Reputation: 13
I'm trying to open a *.txt file which begins with 'n' empty lines, and I want empty lines to be considered as NA
.
I'm using the read.table()
function and blank.lines.skip = FALSE
argument.
If the number of empty lines is less than 5, the file opens correctly with the proper number of NA lines, but if the file has 5 or more empty lines then I get the following error: empty beginning of file
.
How can I allow my file to have as much empty lines as it wants and get the proper number of NA
lines?
I would greatly appreciate any help and advice. Thanks!
Upvotes: 1
Views: 2977
Reputation: 753
As PavoDive has mentioned, the number 5 is hard-coded into the definition of the base R function read.table
. If you really want to read in the blank rows, you'll need to make a temporary version of the function that uses a different value.

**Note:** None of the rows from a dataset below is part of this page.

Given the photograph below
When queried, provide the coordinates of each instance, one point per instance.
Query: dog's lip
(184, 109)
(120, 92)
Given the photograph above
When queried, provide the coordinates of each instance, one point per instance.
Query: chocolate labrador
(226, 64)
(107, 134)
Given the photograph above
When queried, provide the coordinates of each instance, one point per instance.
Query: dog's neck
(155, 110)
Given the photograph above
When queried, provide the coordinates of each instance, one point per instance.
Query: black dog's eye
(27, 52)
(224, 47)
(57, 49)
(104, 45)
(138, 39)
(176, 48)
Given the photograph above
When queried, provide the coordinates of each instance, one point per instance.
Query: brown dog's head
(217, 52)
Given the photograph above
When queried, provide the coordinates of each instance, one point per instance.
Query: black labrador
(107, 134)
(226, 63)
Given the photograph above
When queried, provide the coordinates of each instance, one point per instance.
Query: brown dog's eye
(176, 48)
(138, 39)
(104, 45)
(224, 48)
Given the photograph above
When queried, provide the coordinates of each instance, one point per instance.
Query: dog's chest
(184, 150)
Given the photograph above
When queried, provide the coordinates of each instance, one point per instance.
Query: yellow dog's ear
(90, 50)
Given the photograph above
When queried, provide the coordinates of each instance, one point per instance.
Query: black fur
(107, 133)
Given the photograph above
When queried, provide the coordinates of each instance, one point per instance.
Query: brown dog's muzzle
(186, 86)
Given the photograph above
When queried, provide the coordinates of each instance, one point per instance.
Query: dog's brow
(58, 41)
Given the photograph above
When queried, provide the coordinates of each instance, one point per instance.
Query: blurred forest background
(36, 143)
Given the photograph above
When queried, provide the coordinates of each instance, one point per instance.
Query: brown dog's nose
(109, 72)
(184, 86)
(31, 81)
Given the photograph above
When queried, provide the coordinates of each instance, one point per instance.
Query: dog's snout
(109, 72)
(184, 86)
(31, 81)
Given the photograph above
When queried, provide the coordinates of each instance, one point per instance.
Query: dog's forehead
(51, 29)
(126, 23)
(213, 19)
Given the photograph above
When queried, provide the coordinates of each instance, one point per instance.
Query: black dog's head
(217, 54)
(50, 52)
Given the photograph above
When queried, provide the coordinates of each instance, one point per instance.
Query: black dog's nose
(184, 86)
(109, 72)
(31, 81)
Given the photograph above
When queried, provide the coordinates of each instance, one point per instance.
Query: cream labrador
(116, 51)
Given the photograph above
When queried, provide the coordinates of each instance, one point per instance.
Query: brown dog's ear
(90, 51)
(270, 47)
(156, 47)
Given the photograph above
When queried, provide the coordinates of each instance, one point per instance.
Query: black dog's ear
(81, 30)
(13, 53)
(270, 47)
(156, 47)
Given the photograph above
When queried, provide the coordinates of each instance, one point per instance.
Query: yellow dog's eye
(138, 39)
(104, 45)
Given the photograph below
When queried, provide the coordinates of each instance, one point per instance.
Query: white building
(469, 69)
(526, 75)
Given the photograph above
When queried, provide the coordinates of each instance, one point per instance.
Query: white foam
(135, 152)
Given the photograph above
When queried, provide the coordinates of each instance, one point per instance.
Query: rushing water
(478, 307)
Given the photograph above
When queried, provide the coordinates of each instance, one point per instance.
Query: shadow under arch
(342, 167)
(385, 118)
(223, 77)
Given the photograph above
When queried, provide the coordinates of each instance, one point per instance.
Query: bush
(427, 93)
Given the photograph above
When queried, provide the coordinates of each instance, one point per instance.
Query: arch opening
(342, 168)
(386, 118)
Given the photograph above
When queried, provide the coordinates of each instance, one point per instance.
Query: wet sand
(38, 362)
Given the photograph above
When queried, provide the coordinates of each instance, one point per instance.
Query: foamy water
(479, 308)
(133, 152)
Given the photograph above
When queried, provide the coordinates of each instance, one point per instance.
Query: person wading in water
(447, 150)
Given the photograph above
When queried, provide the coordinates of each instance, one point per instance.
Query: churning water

Here's one way to do it. Type fix(read.table)
into the console. In RStudio this opens up another window which shows you the code behind read.table
, and allows you to make changes. Change the 5 in line 34 to a number greater than the number of leading blank rows in your file. For example, I changed it to 6:
When you hit "Save", you'll see a temporary function named read.table
in your current R environment. (If you delete that object, clear your environment, or restart your R session, that temporary modified version of read.table will disappear and you will be back to using the original base R version of read.table
that has 5 in line 34.) Now try reading in your file. It should be able to read your file into a table with the proper number of leading blank rows.
Upvotes: 2
Reputation: 6496
This seems to be the expected behavior of the function:
if you just type read.table
you'll see the code for the function. About the first quarter of the total length you'll find that 5 was (somewhat arbitrarily) chosen as the threshold value for the number of lines to consider the file empty. I copy a fragment of the function:
pbEncoding <- if (encoding %in% c("", "bytes", "UTF-8"))
encoding
else "bytes"
numerals <- match.arg(numerals)
if (skip > 0L)
readLines(file, skip)
nlines <- n0lines <- if (nrows < 0L)
5
else min(5L, (header + nrows))
lines <- .External(C_readtablehead, file, nlines, comment.char,
blank.lines.skip, quote, sep, skipNul)
if (encoding %in% c("UTF-8", "latin1"))
Encoding(lines) <- encoding
nlines <- length(lines)
if (!nlines) {
if (missing(col.names))
stop("no lines available in input")
rlabp <- FALSE
cols <- length(col.names)
and
else if (missing(col.names))
col.names <- paste0("V", 1L:cols)
if (length(col.names) + rlabp < cols)
stop("more columns than column names")
if (fill && length(col.names) > cols)
cols <- length(col.names)
if (!fill && cols > 0L && length(col.names) > cols)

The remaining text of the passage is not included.